一には「仁将」である。仁将は公(おおやけ)のために戦うことを基本として、天下の為に兵を発する。私的なことで人に危害を与えることは無い。したがって、仁将の向かう所には前に立ち塞がる敵はいない。 

二には「礼将」である。正しく兵を用いることに心掛け、道理に反するような軍を出兵させない。又、不正な方法で敵を討つようなことをしない。したがって、礼将には孫呉(三国時代に孫権が長江流域に建てた王朝。首都は現在の南京付近)の世兵制(せいへいせい:西欧中世の封建制度に似た軍団世襲制度)を任せられるのである。 

三には「智将」である。智将は状況を急変させて、にわかに勝敗を決定づける決め手が何であるかを察し、士気の盛衰を観て、弛(ゆる)めるべき時と張りつめるべき時を使い分け、軍の進止が法則に合致している。それ故に、智将は戦いを始めるべきときを知り、有終の美を飾るのである。 

四には「強将」である。剛毅にして鉄石のような心であり、節を曲げず、大敵に当たればその堅い甲を砕き、生まれながらの徳が有り、健全で勇猛果敢である。このように強者でありながら柔軟性もある。 

五には「威将」である。威将は自然のうちに将としての威徳がそなわっている大器である。人望が有り、その権勢は世を圧するに十分である。 

六には「利将」である。国に利益をもたらすことを根本とした現実主義者であり、沈着冷静にして実力行使に徹する。道義心と勇気に富み、家業を重んじることなどには未練が無い。 

七には「守将」である。軍法を整え、訓令や命令を広く行き渡らせ、兵卒の隊伍を完璧にさせ、自分はただ簡素に徹して不敗を旨とする。 
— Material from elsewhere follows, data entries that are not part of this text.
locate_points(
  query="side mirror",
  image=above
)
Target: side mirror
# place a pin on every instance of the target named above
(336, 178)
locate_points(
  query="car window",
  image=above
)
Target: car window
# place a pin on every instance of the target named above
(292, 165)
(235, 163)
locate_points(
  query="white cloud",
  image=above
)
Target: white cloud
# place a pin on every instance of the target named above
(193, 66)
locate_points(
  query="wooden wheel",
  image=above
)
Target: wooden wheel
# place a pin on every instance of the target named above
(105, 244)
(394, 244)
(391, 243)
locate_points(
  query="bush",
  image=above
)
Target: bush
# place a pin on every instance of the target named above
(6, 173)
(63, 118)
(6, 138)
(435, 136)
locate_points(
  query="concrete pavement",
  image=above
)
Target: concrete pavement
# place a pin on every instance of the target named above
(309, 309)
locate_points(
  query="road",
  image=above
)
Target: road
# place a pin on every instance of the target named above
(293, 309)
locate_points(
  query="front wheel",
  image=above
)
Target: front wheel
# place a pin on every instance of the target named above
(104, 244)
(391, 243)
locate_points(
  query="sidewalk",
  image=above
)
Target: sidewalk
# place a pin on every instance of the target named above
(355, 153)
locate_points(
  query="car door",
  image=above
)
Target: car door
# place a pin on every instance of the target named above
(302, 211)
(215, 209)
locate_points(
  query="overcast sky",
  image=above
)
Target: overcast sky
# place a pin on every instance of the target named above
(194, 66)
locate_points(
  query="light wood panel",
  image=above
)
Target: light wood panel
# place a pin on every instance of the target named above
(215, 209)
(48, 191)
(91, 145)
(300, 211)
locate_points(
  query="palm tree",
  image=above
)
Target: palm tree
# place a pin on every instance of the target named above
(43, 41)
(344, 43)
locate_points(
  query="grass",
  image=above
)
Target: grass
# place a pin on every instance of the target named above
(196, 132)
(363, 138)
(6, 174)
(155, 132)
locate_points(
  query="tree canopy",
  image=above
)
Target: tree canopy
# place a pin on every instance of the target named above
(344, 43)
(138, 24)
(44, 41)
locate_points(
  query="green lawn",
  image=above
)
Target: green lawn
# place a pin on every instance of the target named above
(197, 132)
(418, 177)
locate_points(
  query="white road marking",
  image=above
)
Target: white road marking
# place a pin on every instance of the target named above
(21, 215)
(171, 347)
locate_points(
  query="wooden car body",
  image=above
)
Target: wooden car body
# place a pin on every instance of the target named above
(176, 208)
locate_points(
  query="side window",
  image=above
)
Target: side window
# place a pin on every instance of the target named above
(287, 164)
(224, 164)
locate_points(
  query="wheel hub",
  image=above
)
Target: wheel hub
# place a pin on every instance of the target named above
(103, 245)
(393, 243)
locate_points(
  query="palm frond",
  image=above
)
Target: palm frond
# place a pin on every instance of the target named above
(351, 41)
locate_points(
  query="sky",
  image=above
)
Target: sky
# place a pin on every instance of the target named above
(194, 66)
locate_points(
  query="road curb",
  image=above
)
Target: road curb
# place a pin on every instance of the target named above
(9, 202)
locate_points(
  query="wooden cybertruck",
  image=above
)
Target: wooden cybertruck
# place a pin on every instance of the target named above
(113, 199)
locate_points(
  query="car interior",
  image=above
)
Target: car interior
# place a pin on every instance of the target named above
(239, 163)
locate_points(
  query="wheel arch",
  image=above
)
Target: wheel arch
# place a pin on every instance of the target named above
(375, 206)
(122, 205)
八には「闘将」である。頭脳明晰にして志気が闊達であり、敵と我との情況を比較していずれに勝算があるかを推察し、奇変のために磬(けい:古代シナの打楽器)を控え(=一切の音や兆候を顕わさず)、戦機(チャンス)に応じ敵に先だって戦い、これら全てが自得したものである。 

こうした将軍たちを良将という。 

▽ 八 破 

 また、将軍として悪しき者に八種類ある。 

強剛でありながら得るものが無く、自ら敵を侮(あなど)る者がある。 

単純で強いが無謀であり、味方を失う者がある。 

気が短くすぐに激怒し、事を過(あやま)る者がある。 

才能に満ち知識があり過ぎるため、人を用いることができない者がある。 

高貴を誇り傲慢(ごうまん)であるため、民衆に悪(にく)まれる者がある。 

勇気に溢れながらも不遜であるため、民衆に嫌われる者がある。 

虚偽が多くほしいままに振る舞うため、民衆に欺かれる者がある。 

事なかれ主義で口が悪いため、民衆に捨てられる者がある。 

世俗ではこれ等を名付けて「破家」と呼んでいる。又、欲やつまらぬものに囚われて気力を失う六つの種類がある。 

色に溺れる、酒に溺れる、遊びに溺れる、悪ふざけに溺れる、趣味に溺れるというのがこれであり、これら以外にも阿放、空気(うつけ)というものがある。このような者たちはいずれも将軍にしてはならない。